Coker introduces another observation about the future, interestingly drawn from the work of the French philosopher Alain Badiou: that the risk society is also "fearful of 'events'" and wedded to the state of affairs, a post–heroic world deprived of "projects" (pp. 183–4). While enmeshed in speculations about the future, the risk society appears to paradoxically lack a future that would radically change the status quo. As Badiou asks at one point: "Can the motif of a general threat provide the material for a politicised reading that the world is prey to capital?" (Infinite Thought: Truth and the Return of Philosophy, London: Continuum, 2004). Could a complex world marked by crises and functioning at the edge of chaos ultimately harbor the seeds of a genuine event? (From Badiou's perspective, 9/11 is a pseudo-event or a simulacrum.) To make sense of this question, one would need to go beyond outside understandings of risk society and consider what a genuine political event can be.

Badiou's question leads to another one about the reading of war through the prism of risk and vice versa.
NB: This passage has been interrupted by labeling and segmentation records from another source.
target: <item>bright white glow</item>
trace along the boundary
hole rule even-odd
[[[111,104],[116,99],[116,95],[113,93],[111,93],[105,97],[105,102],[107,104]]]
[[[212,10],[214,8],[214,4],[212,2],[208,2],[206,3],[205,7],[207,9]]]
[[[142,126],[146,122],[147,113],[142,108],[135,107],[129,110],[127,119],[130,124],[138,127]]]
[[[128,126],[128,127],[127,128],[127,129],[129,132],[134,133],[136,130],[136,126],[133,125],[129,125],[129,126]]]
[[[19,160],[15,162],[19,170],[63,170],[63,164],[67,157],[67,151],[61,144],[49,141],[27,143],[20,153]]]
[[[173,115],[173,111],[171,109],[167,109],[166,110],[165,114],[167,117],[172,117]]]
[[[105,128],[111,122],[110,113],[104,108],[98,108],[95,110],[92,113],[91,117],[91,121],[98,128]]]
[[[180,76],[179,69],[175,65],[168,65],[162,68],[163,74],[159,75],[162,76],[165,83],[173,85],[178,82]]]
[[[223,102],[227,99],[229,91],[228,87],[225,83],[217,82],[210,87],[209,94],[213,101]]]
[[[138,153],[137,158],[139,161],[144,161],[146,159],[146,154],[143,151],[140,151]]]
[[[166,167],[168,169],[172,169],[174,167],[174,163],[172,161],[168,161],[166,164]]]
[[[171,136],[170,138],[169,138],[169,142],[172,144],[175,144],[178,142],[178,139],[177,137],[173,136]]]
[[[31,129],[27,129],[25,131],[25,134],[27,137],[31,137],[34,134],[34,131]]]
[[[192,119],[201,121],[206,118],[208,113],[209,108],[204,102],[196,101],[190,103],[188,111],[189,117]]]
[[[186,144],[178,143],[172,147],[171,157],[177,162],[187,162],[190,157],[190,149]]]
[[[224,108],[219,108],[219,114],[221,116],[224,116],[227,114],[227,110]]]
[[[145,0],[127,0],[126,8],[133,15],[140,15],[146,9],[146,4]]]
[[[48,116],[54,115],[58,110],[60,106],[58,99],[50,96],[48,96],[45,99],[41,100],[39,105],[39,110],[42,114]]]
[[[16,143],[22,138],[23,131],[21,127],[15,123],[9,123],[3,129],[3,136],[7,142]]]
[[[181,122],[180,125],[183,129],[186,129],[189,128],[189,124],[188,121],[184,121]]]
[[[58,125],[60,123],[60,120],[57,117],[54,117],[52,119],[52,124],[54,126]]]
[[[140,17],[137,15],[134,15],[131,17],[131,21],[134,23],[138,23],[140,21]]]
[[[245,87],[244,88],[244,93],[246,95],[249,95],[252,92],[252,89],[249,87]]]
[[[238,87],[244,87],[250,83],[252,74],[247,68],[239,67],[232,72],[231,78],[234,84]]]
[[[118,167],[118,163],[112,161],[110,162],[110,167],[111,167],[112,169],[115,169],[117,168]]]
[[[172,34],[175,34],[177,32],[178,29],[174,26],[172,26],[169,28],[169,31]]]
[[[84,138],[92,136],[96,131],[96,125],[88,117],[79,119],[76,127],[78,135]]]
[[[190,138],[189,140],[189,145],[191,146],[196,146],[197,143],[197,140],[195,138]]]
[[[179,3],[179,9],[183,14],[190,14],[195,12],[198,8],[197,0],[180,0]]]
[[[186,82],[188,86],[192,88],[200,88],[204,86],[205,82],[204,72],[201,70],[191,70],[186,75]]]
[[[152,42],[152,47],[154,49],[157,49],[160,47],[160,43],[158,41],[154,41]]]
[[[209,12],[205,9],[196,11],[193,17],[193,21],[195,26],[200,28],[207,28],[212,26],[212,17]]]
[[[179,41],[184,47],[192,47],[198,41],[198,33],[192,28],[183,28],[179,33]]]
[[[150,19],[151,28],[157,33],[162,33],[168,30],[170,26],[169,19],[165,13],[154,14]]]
The specter of war reconstitutes the case studies in the book as areas of warfare. Climate change, disease, or the slums are integrated within a general discourse of war. Yet a lot of the literature on environmental change, health, and urban settlements has challenged many of these assumptions and has contested the linkages with war that the security literature and security professionals have too often promoted. Moreover, these analyses emphasize understandings of agency and political mobilization rather than risk and warfare. The risk society can offer a rather bleak diagnostic of the world. Perhaps it is time for International Relations to turn an eye to more optimistic analyses of agents and political acts that have emerged in other social science disciplines.

—CLAUDIA ARADAU

The reviewer is Lecturer in International Studies at The Open University (UK) and the author of Rethinking Trafficking in Women: Politics Out of Security (2008).